Allowing rehabilitation not imprisonments

Photo Via Creative Commons License.

Photo Via Creative Commons License.

Mariska Larsen, Fall Editor

Imagine the life of an addict.  There are people in the world that know they have a problem and can’t get the help that they need. 1 in 5 people in jail are there for drug related reasons and almost half of them end up going back for the same reason. When people are repeating this process so much, one has to ask the question:  What can we do differently?  People who suffer from drug addiction should not go to prison, but should rather go to rehabilitation.

Prison Does Not Help An Addict:

Life after prison is very difficult, but maybe more difficult for a recovered addict trying to stay clean. The difficulty of trying to find a job or housing as an ex-con can lead to them returning to drug use to relieve stress and to cope.

My sister who is A Loss Prevention Agent at Walmart said the need for money to support a habit leads to other crimes such as shoplifting. FAMM (families against mandatory minimums) said “over 40% of offenders end up back in jail within 3 years.”

Rehabilitation Is More Successful:

Rehab is more comfortable for a recovering addict. They get support from the people there and learn how to resist urges to use and know when they are going to use again and my mom who is a nurse said that they get detox medication to help them through the withdrawals they are more likely to stay in rehab that way.

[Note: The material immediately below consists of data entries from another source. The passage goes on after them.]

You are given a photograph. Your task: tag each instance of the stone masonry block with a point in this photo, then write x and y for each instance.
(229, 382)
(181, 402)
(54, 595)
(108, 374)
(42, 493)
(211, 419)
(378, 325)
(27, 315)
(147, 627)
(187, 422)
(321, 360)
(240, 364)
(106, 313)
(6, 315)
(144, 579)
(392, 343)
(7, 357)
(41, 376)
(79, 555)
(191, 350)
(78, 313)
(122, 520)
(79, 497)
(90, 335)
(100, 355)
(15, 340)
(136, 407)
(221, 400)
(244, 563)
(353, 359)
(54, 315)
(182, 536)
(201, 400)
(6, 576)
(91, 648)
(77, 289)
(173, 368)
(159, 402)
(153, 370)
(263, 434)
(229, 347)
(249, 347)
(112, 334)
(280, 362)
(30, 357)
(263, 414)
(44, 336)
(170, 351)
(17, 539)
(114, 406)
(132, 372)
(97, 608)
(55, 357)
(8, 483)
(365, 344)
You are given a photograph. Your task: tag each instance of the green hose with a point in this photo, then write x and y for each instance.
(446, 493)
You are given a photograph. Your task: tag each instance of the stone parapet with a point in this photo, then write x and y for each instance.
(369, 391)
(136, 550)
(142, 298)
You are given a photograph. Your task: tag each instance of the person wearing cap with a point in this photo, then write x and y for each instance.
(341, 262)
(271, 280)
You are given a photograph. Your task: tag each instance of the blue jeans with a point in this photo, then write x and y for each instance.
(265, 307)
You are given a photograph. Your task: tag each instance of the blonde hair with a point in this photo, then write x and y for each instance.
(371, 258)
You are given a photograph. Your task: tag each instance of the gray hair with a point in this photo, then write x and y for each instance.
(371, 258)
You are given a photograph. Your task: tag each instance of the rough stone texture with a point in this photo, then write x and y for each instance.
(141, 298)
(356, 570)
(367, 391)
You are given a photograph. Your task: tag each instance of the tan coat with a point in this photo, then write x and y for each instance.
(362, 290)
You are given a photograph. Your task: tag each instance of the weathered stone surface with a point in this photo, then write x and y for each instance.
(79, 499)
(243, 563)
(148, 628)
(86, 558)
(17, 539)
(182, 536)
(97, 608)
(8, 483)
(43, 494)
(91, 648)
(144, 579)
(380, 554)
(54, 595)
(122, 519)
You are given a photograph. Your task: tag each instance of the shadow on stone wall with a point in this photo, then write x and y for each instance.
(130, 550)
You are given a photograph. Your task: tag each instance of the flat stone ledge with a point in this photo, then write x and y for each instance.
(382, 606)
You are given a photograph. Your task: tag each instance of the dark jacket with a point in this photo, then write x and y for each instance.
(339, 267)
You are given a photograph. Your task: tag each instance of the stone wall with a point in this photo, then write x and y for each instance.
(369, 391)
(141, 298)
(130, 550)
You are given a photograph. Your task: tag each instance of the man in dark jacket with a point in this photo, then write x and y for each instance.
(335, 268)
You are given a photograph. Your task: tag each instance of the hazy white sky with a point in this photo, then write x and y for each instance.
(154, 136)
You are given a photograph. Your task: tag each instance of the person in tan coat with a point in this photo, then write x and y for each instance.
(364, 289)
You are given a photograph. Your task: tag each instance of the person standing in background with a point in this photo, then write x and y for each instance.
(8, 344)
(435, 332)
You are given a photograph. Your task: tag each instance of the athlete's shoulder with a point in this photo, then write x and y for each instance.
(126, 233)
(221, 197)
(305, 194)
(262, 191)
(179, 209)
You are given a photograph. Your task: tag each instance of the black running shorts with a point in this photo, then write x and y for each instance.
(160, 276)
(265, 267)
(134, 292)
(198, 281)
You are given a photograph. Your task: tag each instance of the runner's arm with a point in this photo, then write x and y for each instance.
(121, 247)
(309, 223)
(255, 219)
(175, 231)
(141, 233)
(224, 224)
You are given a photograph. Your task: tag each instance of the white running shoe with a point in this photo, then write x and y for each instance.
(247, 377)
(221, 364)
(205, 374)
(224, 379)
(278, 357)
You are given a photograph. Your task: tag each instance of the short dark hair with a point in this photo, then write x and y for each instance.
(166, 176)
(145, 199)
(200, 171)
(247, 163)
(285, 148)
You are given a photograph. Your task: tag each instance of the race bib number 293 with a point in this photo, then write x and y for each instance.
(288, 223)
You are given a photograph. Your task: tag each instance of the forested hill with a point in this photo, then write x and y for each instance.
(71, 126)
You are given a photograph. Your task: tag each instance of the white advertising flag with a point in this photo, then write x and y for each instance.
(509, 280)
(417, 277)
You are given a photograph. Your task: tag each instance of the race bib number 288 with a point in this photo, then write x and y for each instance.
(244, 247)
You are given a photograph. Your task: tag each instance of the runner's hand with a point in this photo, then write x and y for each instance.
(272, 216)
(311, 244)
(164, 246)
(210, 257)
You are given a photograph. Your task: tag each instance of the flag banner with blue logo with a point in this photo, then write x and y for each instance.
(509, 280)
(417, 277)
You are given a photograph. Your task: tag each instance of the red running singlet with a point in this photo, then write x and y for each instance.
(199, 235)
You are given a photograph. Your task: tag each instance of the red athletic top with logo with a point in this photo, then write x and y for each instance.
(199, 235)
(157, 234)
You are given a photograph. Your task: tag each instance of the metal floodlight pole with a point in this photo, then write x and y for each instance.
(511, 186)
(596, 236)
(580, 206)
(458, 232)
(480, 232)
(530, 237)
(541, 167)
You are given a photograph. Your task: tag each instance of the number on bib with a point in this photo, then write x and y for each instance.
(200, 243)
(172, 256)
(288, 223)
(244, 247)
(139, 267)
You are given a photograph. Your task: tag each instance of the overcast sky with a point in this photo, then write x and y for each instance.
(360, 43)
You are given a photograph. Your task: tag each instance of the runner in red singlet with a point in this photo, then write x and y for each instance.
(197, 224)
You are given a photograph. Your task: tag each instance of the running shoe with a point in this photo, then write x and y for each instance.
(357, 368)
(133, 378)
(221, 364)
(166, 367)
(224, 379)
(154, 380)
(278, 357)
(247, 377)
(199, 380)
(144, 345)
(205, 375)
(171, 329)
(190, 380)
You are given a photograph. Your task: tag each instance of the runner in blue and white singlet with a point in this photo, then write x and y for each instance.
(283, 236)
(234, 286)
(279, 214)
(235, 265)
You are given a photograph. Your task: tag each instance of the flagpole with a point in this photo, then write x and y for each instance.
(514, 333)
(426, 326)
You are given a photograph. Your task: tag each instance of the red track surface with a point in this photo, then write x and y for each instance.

Although some will argue that people should have to go to prison if they break the law, it has been proven that the disease should be treated so that the criminal offense does not happen again.They are closely supervised with daily drug tests to keep them from relapsing. When addicts are recovered they can get jobs to help others stay clean which helps them stay clean. Addicted pregnant women are supervised and give birth to drug-free babies.

Economic Influence:

Another reason why choosing rehab over prison is not just beneficial for the addict, but also for society is that it also costs less money. Every year it costs 31,000 dollars per inmate to keep someone in jail.

Peacevalley said “Of the 1 in 5 people in jail, 456,000 of them are there for nonviolent drug possession charges.” Drug court costs between 900 and 2,200 dollars per participant. While an estimated 250,000 dollars per baby is saved from not having to treat drug-addicted babies.


Recovery is the better option:

Overall, in an attempt to aid these individuals we should not constrict and punish them with prison instead we need to help them acknowledge their mistakes and provide a way for them to correct those mistakes with rehabilitation facilities.